Untuk memahami kandungan al-Quran dan al-Hadits, Pondok Pesantren al-Kautsar menggunakan metode mengajaran yang sangat praktis, disesuaikan dengan materi pelajaran yang sedang berlangsung, alias multi metode. Sehingga dalam waktu relatif singkat, lebih kurang tujuh belas bulan, para santri dapat menguasai al-Qur'an sebanyak tiga puluh juz, dan dua belas kitab himpunan Hadits.
Kegiatan Belajar Mengajar (KBM) di Pondok Al-Kautsar mengacu kepada lima pilar pendidikan.

Pertama, learning to know, artinya belajar untuk mengetahui. Kedua, learning to be, artinya dengan belajar para santri memiliki ilmu pengetahuan sebagai bekal masa depan, yang kemudian menjadi jati dirinya. Ketiga, learning to do, artinya dengan belajar para santri bisa berbuat untuk beramal, dan memperaktekkan ilmunya, baik untuk dirinya sendiri maupun untuk orang lain, dalam kehidupan berbangsa dan bernegara.

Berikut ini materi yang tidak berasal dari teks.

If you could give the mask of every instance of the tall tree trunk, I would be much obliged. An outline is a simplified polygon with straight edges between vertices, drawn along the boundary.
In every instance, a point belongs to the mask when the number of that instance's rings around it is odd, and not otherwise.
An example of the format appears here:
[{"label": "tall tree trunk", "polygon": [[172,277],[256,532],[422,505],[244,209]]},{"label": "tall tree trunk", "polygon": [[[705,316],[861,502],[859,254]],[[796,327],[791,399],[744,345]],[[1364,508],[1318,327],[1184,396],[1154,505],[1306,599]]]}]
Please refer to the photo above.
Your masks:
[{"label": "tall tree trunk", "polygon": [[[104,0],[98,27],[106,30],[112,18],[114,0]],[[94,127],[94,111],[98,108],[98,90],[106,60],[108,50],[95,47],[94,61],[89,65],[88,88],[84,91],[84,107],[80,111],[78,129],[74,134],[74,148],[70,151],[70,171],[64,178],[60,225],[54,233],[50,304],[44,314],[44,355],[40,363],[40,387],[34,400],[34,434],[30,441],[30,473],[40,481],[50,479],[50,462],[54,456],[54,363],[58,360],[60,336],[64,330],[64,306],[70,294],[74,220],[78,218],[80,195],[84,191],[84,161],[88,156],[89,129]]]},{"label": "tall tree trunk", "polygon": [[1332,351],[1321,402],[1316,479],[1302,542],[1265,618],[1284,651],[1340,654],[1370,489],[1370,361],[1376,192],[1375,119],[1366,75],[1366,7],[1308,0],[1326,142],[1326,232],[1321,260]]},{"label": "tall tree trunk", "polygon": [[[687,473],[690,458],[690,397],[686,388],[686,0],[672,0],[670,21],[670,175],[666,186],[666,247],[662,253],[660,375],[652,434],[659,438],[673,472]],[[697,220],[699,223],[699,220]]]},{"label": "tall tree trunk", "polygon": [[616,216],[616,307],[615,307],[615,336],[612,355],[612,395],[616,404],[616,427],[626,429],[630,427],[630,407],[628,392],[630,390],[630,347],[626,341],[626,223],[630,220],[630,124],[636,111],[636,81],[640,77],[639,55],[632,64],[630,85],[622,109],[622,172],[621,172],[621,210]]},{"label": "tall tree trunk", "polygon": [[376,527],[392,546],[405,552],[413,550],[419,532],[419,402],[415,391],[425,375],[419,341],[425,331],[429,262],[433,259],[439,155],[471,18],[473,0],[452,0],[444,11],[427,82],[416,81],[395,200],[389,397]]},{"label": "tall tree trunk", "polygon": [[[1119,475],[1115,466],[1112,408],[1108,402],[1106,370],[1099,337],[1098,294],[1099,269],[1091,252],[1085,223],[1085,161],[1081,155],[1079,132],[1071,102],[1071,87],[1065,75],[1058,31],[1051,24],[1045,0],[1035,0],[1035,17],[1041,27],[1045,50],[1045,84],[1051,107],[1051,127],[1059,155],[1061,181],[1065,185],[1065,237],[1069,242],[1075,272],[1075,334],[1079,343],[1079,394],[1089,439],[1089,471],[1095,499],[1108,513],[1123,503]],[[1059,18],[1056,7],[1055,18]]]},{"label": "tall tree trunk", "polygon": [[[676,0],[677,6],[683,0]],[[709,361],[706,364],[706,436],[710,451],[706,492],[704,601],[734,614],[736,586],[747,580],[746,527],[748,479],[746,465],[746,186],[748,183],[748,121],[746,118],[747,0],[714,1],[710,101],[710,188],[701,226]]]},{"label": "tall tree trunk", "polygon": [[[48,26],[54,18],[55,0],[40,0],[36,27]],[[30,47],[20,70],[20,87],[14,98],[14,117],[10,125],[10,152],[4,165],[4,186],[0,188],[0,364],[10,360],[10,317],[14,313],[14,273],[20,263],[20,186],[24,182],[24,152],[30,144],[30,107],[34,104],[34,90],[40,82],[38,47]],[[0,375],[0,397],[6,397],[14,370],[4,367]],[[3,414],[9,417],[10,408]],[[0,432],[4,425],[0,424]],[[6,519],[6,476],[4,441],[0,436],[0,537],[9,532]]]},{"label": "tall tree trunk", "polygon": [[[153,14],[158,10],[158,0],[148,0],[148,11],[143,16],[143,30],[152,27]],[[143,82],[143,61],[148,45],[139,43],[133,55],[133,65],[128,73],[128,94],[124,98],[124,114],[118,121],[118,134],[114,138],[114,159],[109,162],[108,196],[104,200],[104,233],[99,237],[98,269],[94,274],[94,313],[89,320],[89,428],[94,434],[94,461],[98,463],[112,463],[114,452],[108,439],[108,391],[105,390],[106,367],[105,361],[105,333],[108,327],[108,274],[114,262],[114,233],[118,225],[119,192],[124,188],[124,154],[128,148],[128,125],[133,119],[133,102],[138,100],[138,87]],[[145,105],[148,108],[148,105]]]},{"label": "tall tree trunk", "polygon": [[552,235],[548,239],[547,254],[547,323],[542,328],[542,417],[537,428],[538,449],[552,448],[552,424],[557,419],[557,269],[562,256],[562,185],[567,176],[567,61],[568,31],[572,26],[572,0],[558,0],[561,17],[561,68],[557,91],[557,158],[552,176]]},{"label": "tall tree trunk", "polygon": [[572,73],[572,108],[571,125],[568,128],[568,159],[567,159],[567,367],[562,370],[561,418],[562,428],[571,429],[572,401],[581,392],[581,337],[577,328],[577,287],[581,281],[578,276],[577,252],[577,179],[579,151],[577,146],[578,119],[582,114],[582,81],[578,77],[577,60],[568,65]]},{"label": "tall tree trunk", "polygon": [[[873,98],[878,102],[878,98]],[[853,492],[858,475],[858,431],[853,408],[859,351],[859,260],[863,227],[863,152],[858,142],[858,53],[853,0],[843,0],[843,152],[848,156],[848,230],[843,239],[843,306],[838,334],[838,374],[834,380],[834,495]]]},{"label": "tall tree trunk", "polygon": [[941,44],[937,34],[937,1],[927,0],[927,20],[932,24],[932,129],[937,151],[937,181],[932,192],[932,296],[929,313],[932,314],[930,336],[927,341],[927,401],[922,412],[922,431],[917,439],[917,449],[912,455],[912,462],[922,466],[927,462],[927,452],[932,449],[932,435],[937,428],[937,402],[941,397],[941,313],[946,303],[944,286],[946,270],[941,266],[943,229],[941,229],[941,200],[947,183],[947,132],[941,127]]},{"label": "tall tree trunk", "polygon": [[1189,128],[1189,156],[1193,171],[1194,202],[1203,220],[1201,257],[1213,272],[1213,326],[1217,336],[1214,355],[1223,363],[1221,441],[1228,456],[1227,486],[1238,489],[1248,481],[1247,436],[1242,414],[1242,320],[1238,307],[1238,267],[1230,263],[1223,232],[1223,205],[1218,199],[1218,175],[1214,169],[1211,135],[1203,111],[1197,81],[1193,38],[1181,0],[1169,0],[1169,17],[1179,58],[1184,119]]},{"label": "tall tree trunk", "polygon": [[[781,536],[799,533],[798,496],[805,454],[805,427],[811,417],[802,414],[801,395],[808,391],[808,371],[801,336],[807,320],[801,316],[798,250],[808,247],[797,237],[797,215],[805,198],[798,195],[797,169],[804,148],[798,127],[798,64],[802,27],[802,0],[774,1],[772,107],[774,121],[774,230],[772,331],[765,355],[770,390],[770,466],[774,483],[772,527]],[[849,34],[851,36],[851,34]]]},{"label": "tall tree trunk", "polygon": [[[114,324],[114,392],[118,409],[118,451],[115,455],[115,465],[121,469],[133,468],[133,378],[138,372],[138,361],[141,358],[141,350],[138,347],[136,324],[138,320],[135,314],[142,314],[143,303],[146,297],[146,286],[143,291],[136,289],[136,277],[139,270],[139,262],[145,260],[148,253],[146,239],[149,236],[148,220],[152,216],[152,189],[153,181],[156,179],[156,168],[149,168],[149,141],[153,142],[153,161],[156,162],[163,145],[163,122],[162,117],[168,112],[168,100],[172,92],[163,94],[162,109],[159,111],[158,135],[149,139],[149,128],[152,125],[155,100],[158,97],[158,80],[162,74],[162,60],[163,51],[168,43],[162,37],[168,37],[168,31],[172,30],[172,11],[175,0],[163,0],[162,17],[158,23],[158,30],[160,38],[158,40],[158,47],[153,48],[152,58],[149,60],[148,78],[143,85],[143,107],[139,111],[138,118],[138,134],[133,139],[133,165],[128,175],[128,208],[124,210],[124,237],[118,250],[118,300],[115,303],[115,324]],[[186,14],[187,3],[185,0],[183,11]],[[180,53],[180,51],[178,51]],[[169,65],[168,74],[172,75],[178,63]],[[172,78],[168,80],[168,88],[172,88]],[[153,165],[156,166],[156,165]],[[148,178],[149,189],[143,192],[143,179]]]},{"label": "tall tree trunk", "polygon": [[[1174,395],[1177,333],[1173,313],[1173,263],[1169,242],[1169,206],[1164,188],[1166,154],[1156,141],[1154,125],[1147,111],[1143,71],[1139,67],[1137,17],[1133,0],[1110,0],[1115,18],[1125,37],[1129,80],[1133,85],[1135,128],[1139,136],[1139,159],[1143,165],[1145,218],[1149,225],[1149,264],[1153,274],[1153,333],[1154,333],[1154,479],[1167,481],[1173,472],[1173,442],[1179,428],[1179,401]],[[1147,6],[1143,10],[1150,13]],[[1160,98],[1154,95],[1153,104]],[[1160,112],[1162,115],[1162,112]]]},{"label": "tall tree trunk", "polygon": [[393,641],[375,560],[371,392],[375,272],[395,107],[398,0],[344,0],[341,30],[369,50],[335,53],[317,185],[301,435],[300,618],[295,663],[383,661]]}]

Keempat, learning to lif toghether, artinya melalui prosesi belajar para santri yang semula tidak rukun, mereka menjadi rukun sebagai makhluk sosial dalam bermasyarakat. Kelima, learning to enjoy, artinya agar para santri senang dalam mengikuti prosesi KBM, penyajiannya harus menyenangkan dengan menggunakan berbagai metode, yang sedianya ditunjang dengan instrument dan media teknologi canggih.

Pondok Mini Al-Kautsar, hingga kini telah mencetak para dai dan daiyah lebih kurang 1.000 orang. Kini mereka mengabdi dan mengembangkan profesinya masing-masing di tengah-tengah masyarakat, yang tersebar di seluruh Nusantara. Dan bahkan ada yang diutus ke Luar Negeri, seperti Australia, Suriname, dan Malaysia. Kapasitasnya, sebagai “Muballigh Internasional”, bagi mereka yang kompeten berbahasa asing, khususnya bahasa Inggris sebagai bahasa Internasional. //** Drs. H. Mansyur, M.A.